The machine learning workflow involves collecting and preprocessing data, building and deploying the model, evaluating the results, and refining the model. In the real world, the preprocessing steps take up significant effort. These are typically multi-stage workflows involving expensive intermediate read/write operations. Often, these processing steps may be performed multiple times over a period of time. A new concept called ML Pipelines was introduced to streamline these preprocessing steps. A Pipeline is a sequence of transformations where the output of one stage is the input of another, forming a chain. The ML Pipeline leverages Spark and MLlib and enables developers to define reusable sequences of transformations.

GraphX

GraphX is a thin-layered unified graph analytics framework on Spark.

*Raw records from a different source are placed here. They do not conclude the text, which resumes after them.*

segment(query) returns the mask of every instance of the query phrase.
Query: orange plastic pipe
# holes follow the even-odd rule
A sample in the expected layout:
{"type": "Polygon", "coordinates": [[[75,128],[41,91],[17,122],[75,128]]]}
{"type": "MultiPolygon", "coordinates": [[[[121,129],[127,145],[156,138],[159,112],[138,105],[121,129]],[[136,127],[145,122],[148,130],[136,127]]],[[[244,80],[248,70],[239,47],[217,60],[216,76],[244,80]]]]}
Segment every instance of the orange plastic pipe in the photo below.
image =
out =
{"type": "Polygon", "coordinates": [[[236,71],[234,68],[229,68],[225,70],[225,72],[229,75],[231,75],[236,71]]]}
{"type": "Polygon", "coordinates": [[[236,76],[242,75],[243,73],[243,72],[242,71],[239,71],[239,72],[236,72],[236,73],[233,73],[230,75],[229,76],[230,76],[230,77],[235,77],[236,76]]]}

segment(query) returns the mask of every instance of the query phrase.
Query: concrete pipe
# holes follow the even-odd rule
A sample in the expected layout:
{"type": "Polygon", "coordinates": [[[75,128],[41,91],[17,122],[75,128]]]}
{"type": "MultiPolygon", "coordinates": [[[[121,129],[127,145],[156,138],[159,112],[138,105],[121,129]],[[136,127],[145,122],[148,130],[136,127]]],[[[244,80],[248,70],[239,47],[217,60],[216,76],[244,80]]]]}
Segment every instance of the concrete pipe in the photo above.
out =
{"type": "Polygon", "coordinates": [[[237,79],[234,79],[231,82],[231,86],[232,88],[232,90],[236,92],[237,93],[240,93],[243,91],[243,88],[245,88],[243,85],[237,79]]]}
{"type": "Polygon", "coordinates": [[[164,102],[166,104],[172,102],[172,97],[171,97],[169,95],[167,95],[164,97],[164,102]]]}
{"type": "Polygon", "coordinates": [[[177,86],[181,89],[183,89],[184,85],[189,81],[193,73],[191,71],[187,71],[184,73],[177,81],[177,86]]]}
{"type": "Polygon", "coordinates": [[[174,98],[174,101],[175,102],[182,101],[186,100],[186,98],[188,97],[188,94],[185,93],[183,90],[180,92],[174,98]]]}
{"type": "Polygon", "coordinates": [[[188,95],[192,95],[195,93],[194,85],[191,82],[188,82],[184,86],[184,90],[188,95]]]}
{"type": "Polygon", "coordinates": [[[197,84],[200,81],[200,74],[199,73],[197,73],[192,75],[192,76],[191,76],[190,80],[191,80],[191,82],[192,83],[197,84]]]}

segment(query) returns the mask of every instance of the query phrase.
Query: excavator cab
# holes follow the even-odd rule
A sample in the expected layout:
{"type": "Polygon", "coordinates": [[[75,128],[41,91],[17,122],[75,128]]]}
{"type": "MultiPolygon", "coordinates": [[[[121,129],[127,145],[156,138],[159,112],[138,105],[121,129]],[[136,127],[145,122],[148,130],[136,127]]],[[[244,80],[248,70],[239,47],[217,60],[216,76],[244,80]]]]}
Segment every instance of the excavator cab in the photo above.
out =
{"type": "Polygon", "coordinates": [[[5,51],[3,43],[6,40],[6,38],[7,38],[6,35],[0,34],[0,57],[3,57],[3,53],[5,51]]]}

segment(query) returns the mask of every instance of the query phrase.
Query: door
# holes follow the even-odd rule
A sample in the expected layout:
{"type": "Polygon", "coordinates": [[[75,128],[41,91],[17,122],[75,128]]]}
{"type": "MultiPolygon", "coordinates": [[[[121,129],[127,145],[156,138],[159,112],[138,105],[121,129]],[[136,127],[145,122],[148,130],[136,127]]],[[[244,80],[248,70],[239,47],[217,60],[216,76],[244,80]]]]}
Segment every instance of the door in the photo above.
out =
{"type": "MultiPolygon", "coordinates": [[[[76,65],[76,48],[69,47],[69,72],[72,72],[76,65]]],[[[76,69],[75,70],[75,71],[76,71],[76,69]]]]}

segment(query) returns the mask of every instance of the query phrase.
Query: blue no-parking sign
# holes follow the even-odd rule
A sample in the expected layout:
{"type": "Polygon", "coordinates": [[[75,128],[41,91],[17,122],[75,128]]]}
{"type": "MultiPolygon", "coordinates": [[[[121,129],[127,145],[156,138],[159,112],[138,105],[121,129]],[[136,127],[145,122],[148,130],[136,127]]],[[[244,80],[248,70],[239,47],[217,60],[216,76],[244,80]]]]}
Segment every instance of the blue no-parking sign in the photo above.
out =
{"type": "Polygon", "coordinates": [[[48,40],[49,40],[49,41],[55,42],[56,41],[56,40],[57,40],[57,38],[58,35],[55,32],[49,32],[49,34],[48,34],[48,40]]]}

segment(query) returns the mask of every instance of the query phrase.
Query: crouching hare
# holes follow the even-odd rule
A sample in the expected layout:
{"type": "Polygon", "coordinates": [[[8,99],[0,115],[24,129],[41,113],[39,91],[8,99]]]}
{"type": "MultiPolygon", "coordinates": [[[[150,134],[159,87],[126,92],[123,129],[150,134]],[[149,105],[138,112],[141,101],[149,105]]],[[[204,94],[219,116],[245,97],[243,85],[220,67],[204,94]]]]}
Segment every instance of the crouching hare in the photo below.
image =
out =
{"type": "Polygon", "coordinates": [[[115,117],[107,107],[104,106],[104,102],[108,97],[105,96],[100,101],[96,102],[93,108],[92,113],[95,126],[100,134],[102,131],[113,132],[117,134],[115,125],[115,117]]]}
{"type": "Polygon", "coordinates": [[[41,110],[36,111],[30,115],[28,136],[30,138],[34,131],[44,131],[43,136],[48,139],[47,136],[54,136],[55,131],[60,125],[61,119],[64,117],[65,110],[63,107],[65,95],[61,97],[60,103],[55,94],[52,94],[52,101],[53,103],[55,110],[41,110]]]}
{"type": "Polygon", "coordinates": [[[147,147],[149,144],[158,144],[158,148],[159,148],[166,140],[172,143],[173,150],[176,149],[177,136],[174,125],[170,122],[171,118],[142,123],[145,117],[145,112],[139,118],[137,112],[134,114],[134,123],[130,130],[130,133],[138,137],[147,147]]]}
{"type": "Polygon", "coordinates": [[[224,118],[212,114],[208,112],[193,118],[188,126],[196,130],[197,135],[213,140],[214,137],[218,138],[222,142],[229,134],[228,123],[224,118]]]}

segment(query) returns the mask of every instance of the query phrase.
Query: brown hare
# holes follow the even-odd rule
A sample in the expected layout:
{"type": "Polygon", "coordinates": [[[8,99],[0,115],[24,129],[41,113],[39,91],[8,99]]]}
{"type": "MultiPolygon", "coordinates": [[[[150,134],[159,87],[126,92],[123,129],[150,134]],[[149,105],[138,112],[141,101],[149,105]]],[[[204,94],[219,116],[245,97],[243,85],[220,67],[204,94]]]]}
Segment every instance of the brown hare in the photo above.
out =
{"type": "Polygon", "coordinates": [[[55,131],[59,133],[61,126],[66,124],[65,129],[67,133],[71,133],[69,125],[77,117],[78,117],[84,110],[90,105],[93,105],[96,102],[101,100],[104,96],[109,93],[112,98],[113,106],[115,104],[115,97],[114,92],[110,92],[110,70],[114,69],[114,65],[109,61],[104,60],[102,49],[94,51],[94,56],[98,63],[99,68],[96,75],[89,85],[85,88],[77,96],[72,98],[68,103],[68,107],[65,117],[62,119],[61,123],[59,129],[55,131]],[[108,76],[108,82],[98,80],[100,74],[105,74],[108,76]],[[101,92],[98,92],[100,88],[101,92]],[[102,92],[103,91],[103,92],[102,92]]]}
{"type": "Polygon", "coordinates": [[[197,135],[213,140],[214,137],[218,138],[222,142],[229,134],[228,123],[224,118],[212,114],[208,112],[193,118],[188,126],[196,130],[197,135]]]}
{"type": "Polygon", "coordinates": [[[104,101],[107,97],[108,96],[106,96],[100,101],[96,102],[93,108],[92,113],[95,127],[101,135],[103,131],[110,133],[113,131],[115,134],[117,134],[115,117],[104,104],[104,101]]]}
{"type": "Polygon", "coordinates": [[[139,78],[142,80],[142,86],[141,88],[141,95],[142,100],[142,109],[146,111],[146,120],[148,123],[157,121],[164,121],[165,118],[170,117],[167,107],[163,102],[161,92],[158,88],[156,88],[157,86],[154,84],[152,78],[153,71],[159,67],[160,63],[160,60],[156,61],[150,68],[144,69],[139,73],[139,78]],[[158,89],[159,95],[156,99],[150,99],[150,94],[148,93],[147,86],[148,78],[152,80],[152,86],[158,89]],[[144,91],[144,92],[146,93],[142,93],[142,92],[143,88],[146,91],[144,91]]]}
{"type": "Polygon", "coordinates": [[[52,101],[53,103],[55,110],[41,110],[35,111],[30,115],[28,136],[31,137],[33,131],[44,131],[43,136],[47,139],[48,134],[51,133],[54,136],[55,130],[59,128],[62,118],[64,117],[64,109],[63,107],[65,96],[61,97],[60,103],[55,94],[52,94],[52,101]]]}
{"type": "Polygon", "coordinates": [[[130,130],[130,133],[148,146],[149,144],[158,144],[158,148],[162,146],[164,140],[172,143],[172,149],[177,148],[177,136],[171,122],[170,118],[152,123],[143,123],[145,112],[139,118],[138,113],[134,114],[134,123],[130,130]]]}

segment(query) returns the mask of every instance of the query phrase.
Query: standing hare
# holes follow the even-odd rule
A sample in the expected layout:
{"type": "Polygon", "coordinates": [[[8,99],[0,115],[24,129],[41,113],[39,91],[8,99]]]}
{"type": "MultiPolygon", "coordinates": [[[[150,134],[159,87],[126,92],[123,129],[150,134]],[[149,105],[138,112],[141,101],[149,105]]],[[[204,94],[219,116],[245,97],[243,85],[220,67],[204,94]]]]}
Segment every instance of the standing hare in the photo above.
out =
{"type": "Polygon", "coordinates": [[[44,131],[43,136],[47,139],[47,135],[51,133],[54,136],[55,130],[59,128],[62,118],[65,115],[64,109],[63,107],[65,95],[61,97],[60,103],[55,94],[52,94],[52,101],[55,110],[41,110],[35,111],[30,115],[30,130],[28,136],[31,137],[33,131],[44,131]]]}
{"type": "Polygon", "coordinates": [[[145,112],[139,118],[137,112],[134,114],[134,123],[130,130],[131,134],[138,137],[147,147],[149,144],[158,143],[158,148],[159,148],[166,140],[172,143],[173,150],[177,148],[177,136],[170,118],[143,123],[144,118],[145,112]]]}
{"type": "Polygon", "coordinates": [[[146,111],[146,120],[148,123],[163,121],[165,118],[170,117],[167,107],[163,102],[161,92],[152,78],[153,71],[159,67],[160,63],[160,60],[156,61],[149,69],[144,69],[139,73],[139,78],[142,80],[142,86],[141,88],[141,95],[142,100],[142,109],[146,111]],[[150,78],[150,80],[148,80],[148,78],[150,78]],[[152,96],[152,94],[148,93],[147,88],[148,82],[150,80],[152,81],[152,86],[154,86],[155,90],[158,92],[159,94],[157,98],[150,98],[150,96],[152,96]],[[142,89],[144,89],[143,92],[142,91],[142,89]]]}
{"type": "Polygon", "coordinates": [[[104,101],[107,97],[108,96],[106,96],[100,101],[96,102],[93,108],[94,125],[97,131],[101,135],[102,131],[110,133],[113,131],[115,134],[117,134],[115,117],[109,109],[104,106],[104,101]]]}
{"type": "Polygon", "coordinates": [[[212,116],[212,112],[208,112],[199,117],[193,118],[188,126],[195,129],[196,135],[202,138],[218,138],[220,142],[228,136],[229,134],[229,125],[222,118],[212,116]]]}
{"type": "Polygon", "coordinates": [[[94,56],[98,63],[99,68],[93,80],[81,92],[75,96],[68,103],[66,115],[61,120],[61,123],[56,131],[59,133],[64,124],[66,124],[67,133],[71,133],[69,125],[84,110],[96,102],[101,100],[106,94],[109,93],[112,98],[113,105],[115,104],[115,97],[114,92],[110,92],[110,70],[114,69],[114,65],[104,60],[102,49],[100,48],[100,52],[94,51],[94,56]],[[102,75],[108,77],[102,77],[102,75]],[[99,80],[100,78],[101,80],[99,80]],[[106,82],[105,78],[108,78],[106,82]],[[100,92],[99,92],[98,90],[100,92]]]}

It was designed to be a general-purpose distributed dataflow framework in place of specialized graph processing frameworks. It is fault tolerant and also exploits in-memory computation.

GraphX is an embedded graph processing API for manipulating graphs (for example, social networks) and to do graph parallel computation (for example, Google's Pregel). It combines the advantages of both graph-parallel and data-parallel systems on the Spark stack to unify exploratory data analysis, iterative graph computation, and ETL processing. It extends the RDD abstraction to introduce the Resilient Distributed Graph (RDG), which is a directed graph with properties associated to each of its vertices and edges.

GraphX includes a decently large collection of graph algorithms, such as PageRank, K-Core, Triangle Count, LDA, and so on.

SparkR

The SparkR project was started to integrate the statistical analysis and machine learning capability of R with the scalability of Spark. It addressed the limitation of R, which was its ability to process as much data as fitted in the memory of a single machine. R programs can now scale in a distributed setting through SparkR.

SparkR is actually an R Package that provides an R shell to leverage Spark's distributed computing engine. With R's rich set of built-in packages for data analytics, data scientists can analyze large datasets interactively at scale.